Fillers suitable for the solid formulations of the present invention include, but are not limited to: mannitol, lactose, microcrystalline cellulose, starch, corn starch, partially pregelatinized starch, sucrose, lactose, glucose, dextrin, calcium hydrogen phosphate, calcium dihydrogen phosphate, maltitol, and the like.
Binders suitable for the solid formulations of the present invention include, but are not limited to: povidone, copovidone, hypromellose, hyprolose, etc.
Disintegrants suitable for the solid formulations of the invention include, but are not limited to: croscarmellose sodium, crospovidone, sodium carboxymethyl starch, low-substituted hydroxypropyl cellulose, and the like.
Lubricants suitable for the solid formulations of the present invention include, but are not limited to: magnesium stearate, sodium stearyl fumarate, and the like.
The tablets of the invention may optionally be film coated. The coating film usually has a weight gain of 2% to 5%, and consists of: film-forming agent, plasticizer and pigment. The coating may also be carried out using commercially available coating powders.
The Engelliflozin mannitol compound prepared by the invention can obtain proper particle size by a crushing or grinding process, so that the direct tabletting process can be adopted for producing tablets, or the Engelliflozin mannitol compound is directly mixed with medicinal additives and then filled into capsules.
In addition, the preparation method can also adopt a wet granulation process for production, the engelizin mannitol composition is mixed with other auxiliary materials, ethanol, water or other wetting agents are added for granulation, drying is carried out, the lubricant or other auxiliary materials are added for mixing after screening, and the mixed materials are subjected to preparation of tablets or capsules.
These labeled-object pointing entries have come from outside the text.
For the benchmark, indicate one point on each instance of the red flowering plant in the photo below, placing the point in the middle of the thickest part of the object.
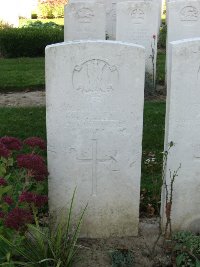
(23, 182)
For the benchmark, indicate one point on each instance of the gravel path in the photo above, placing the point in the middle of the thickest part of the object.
(22, 99)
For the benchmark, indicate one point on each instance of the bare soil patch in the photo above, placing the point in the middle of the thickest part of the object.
(96, 252)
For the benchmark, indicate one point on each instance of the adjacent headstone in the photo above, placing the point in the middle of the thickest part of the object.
(110, 7)
(137, 22)
(183, 22)
(182, 128)
(84, 21)
(9, 12)
(183, 19)
(95, 92)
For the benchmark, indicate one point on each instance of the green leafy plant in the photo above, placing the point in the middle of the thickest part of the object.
(122, 258)
(40, 24)
(4, 25)
(54, 246)
(28, 42)
(162, 37)
(187, 249)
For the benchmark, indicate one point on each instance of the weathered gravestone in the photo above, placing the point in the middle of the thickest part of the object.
(84, 21)
(183, 19)
(182, 128)
(110, 8)
(137, 22)
(95, 92)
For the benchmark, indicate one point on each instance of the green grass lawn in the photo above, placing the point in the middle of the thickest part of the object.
(25, 122)
(160, 79)
(17, 74)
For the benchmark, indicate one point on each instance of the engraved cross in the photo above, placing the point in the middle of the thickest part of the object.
(94, 160)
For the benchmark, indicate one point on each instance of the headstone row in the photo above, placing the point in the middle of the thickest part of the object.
(95, 96)
(133, 21)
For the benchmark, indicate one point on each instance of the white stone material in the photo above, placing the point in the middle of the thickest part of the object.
(84, 21)
(137, 22)
(183, 19)
(110, 6)
(183, 22)
(9, 12)
(95, 94)
(182, 128)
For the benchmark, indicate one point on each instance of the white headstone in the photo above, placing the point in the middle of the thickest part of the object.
(95, 92)
(183, 19)
(183, 22)
(110, 6)
(183, 128)
(9, 12)
(84, 21)
(137, 22)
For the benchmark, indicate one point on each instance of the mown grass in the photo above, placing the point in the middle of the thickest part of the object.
(160, 79)
(25, 122)
(17, 74)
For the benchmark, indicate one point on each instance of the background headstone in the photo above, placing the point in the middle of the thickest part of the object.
(182, 128)
(137, 22)
(183, 22)
(84, 21)
(95, 94)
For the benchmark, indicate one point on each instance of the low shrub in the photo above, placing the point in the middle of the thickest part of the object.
(51, 9)
(40, 24)
(28, 42)
(27, 238)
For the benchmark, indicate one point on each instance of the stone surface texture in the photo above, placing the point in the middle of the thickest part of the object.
(183, 20)
(137, 22)
(110, 8)
(182, 128)
(84, 21)
(95, 93)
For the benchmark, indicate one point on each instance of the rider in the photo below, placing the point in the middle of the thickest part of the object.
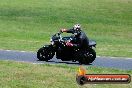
(82, 40)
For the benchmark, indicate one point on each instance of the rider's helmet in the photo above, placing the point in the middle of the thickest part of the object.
(77, 29)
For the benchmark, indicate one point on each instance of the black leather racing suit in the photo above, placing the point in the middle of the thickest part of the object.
(81, 40)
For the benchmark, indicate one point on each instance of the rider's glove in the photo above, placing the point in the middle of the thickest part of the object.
(63, 30)
(69, 44)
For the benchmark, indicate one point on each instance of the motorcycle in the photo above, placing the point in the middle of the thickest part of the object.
(59, 49)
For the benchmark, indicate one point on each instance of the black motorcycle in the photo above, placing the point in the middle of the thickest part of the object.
(61, 51)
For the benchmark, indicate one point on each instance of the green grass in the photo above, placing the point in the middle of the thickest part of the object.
(27, 75)
(27, 25)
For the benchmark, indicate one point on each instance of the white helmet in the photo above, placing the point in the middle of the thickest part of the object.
(77, 27)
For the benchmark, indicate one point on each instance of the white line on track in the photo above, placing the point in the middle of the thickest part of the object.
(34, 52)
In addition, the process can also be produced by adopting a dry granulation process, the engelizin mannitol composition is mixed with other auxiliary materials, the ribbon is prepared by adopting a rolling method, the ribbon is crushed and screened, then the lubricant or other auxiliary materials are added and mixed, and the mixed material is prepared into tablets or capsules.
The materials can be proportioned by the following formula.
The Engelliflozin composition provided by the invention has stable quality, the further prepared tablets and capsules have good in-vitro dissolution performance, and the prepared composition has a simple and clean method and is suitable for industrial production.
Detailed Description
The present invention will be described in further detail with reference to examples, but the present invention is not limited to the examples. To demonstrate the advantages of this technique, the engeletin charged in examples 1-4 was the starting material of comparative example 2, with a particle size of D90=149 μm. The particle diameter D90 means "the particle diameter corresponding to 90% of the total on the cumulative percentage curve" and is generally measured by laser diffraction.
Comparative example 1: the empagliflozin bulk drug is obtained after jet milling, and the particle size of the empagliflozin bulk drug is D90=24 μm.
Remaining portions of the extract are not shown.